Interior Minister Mauricio Lopez Bonilla said the president had suspended the order to evict the protesters from the highway.
Some 20 human rights organizations called an emergency meeting in the capital to discuss the incident and called for a protest in front of the presidential palace.
"We've been saying for a long time that the army's use of force brings with it the risk that something like this could happen," said Francisco Soto, a representative of the Center for Legal Action and Human Rights.
The six dead were buried Friday afternoon in Totonicapan, where thousands gathered to watch their coffins pass through the town's central square. Hundreds shouted "Justice! Justice!" while dozens of mourners hurled themselves toward the coffins in grief.
Thursday's protest was fueled by anger at Molina, who has proposed constitutional reforms that he says will modernize Guatemala's economic and regulatory systems.
Among other changes, the reforms would set price caps on electricity, and require teachers to get a five-year bachelor's degree instead of a three-year vocational degree.
The protesters think the price caps are too high, and object to the longer process for obtaining a degree that many in the subsistence-farming area depend on to improve their livelihoods.
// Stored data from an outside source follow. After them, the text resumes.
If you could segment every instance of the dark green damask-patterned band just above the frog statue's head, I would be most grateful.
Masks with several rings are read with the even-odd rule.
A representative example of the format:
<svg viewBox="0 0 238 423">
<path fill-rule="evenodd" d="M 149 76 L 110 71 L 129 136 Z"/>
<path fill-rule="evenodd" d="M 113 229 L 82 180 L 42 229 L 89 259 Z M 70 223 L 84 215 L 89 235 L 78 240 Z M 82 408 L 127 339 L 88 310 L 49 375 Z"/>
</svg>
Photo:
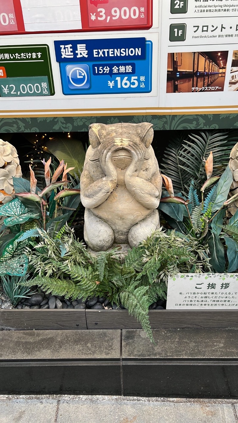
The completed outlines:
<svg viewBox="0 0 238 423">
<path fill-rule="evenodd" d="M 154 130 L 230 129 L 238 126 L 238 114 L 79 116 L 67 118 L 0 118 L 0 132 L 88 131 L 90 124 L 150 122 Z"/>
</svg>

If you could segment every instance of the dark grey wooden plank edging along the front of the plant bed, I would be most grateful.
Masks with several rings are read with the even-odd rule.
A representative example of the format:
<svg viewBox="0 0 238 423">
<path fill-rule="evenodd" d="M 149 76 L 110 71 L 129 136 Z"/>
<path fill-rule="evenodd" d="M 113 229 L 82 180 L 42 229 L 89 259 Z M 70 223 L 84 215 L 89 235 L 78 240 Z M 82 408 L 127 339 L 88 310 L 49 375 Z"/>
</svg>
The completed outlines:
<svg viewBox="0 0 238 423">
<path fill-rule="evenodd" d="M 238 328 L 235 310 L 150 310 L 152 329 Z M 140 329 L 127 310 L 0 310 L 0 330 Z"/>
</svg>

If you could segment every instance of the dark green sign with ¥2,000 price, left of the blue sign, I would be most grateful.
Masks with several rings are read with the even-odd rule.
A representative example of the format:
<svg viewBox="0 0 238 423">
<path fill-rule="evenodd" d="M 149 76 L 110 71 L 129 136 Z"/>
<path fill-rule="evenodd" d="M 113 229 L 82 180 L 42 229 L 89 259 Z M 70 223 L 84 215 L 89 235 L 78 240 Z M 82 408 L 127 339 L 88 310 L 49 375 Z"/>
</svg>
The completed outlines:
<svg viewBox="0 0 238 423">
<path fill-rule="evenodd" d="M 47 84 L 47 88 L 41 84 Z M 55 88 L 49 46 L 32 44 L 0 47 L 0 85 L 0 95 L 4 97 L 53 96 Z M 8 87 L 9 92 L 6 92 L 7 89 L 4 90 L 2 85 L 5 88 L 6 85 L 15 85 L 15 88 Z"/>
</svg>

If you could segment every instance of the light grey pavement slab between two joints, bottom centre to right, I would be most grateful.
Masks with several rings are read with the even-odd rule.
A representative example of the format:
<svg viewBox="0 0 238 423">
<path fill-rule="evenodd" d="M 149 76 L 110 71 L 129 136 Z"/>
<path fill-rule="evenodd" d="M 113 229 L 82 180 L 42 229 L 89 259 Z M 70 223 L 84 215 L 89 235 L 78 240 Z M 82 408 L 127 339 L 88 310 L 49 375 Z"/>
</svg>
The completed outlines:
<svg viewBox="0 0 238 423">
<path fill-rule="evenodd" d="M 202 402 L 202 401 L 201 401 Z M 88 412 L 90 410 L 90 413 Z M 113 410 L 113 411 L 112 411 Z M 61 400 L 57 423 L 104 423 L 112 415 L 115 423 L 235 423 L 231 404 L 186 404 L 175 402 Z"/>
</svg>

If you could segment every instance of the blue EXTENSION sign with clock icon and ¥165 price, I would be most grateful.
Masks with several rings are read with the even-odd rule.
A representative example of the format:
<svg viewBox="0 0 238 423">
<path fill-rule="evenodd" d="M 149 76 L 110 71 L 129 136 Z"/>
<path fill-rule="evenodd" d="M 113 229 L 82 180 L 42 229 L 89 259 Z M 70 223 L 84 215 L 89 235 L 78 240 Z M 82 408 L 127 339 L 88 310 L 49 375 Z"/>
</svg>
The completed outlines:
<svg viewBox="0 0 238 423">
<path fill-rule="evenodd" d="M 65 95 L 152 90 L 152 41 L 144 37 L 55 41 L 55 54 Z"/>
</svg>

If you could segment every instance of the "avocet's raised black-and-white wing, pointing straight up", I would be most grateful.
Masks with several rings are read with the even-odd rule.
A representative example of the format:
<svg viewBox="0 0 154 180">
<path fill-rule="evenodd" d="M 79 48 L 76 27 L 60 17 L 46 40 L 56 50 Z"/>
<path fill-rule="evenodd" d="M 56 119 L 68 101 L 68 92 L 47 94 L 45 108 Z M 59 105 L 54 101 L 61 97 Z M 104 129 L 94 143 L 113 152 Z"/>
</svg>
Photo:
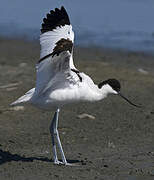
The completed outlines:
<svg viewBox="0 0 154 180">
<path fill-rule="evenodd" d="M 36 91 L 42 91 L 57 74 L 72 76 L 74 32 L 64 7 L 51 10 L 43 19 L 40 60 L 36 65 Z M 69 78 L 68 78 L 69 79 Z"/>
</svg>

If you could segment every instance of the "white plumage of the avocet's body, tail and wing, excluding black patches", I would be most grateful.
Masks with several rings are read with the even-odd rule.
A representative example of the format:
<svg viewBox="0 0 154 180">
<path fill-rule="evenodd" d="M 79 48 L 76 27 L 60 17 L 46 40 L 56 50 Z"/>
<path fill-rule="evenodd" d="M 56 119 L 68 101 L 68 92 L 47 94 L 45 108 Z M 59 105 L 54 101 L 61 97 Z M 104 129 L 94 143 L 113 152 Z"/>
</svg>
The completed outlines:
<svg viewBox="0 0 154 180">
<path fill-rule="evenodd" d="M 36 87 L 12 105 L 26 102 L 51 110 L 75 101 L 94 101 L 103 98 L 101 90 L 89 76 L 79 72 L 81 82 L 77 73 L 71 70 L 78 71 L 73 63 L 73 51 L 69 52 L 66 49 L 58 55 L 50 55 L 54 52 L 56 43 L 61 39 L 74 42 L 71 25 L 57 26 L 52 31 L 40 35 L 40 59 L 45 58 L 36 64 Z"/>
</svg>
In a protest in May, about 200 people armed with machetes and guns briefly seized an army outpost in a province bordering Mexico to demand justice for the killing of a man who opposed the construction of a hydroelectric plant. Molina responded by declaring a state of siege in the area and granting the army emergency powers.
Associated Press writer Moises Castillo reported this story in Totonicapan and Romina Ruiz-Goiriena reported from Guatemala City.